Para uma pessoa completamente desorganizada, eu, às vezes, aprecio uma certa ordem no mundo, alguma confluência de fatores, uma sensação leve de que, talvez, quem sabe, exista algum tipo de orquestração do universo. Por exemplo, eu gosto de festas temáticas. Ou de quando você aprende uma palavra nova, ou descobre uma banda, e de repente ela está em todos os lugares. Tem um nome específico, esse efeito, eu só não me lembro qual é.

Neste verão, estamos todos vivendo sob a estrutura pós-moderna e caótica apenas na medida certa de David Foster Wallace, é claro. E como se querendo comemorar meu recente relacionamento longo e estável (possivelmente o único do ano) com um tijolão branco e laranja, alguns meses atrás minha mãe me convidou para passar a semana do Natal em um cruzeiro no Caribe e eu, sem pensar muito, disse sim.

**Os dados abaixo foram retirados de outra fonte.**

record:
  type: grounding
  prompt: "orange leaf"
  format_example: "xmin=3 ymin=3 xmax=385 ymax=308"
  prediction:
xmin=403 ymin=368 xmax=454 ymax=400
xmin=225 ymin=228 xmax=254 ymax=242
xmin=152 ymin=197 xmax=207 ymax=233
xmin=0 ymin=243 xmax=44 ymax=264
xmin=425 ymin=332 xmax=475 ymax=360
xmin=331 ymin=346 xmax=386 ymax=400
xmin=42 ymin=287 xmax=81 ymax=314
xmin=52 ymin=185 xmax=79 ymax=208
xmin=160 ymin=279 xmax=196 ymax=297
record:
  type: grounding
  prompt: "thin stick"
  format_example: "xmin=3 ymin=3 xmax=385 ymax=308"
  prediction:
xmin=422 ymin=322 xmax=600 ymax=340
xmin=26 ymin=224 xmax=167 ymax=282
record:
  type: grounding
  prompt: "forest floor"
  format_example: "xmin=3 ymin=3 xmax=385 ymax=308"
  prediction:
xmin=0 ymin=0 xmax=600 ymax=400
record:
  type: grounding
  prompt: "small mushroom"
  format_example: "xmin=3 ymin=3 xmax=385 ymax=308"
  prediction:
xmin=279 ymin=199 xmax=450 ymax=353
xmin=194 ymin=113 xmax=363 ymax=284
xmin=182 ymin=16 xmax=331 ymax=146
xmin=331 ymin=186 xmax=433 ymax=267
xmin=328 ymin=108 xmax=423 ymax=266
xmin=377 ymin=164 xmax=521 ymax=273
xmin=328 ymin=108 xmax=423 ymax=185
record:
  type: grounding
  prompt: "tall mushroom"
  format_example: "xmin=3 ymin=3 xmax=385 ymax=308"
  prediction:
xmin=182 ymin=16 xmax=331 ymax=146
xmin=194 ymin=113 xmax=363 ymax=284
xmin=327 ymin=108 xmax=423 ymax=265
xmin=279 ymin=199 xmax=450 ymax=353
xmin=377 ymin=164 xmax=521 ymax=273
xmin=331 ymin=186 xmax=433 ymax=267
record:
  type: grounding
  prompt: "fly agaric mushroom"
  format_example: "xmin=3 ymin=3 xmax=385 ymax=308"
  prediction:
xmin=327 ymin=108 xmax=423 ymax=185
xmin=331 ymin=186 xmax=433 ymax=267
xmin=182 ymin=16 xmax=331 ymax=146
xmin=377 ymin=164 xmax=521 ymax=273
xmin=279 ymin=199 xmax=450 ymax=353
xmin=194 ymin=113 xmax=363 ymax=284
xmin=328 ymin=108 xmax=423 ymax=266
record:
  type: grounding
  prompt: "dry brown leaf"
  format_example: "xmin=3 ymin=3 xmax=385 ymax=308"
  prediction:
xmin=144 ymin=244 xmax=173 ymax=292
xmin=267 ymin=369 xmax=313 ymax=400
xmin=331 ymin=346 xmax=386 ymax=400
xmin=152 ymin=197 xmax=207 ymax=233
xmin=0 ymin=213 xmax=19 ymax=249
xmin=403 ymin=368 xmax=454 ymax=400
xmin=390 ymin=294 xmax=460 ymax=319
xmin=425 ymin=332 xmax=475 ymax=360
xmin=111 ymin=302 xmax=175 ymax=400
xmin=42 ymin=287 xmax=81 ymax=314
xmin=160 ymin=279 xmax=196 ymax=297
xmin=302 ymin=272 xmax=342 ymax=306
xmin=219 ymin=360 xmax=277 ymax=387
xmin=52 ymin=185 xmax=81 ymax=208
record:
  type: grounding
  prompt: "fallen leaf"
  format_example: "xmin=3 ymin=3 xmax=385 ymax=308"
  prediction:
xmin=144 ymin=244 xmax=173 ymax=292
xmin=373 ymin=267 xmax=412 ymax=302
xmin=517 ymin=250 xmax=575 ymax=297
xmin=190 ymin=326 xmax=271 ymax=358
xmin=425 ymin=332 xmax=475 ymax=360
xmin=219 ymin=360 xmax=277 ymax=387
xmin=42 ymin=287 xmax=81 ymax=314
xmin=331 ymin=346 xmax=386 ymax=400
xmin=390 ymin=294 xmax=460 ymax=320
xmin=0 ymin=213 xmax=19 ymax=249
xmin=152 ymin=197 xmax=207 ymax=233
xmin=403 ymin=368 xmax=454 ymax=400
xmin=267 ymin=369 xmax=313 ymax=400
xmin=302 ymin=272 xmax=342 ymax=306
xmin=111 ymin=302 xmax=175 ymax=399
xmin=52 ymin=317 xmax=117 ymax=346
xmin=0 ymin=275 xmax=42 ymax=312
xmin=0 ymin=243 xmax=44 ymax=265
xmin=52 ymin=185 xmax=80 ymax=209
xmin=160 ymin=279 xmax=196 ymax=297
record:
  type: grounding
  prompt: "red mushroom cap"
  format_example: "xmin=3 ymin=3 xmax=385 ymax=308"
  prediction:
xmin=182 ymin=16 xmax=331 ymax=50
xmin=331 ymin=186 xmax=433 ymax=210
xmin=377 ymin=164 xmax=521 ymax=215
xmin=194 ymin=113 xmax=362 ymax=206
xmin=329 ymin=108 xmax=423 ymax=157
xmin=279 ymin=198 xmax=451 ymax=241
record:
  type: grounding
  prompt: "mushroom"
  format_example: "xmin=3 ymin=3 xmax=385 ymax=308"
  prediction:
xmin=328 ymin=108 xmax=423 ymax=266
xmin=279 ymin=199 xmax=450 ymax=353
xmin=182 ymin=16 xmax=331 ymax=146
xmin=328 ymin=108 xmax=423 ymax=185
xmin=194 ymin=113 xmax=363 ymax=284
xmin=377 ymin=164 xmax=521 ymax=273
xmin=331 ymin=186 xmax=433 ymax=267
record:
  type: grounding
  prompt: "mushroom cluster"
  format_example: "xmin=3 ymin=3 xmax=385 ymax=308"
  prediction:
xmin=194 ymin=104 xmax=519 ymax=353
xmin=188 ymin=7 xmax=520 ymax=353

Eu sei, eu sei. Eu consigo imaginar vocês todos com uma cara de cinismo. Eu efetivamente posso ver nosso atual autor preferido, de bandana azul, balançando a cabeça e me perguntando “o que foi que eu te disse sobre esse tipo de coisas?” (talvez eu tenha até argumentado de volta com ele, mas nego qualquer necessidade de remédios para meu cérebro). Mas uma viagem é uma viagem. E como foi muito bem documentado por aqui, esse ano foi, digamos, intenso. Eu realmente precisava de férias. Possivelmente de férias da minha maneira habitual de tirar férias.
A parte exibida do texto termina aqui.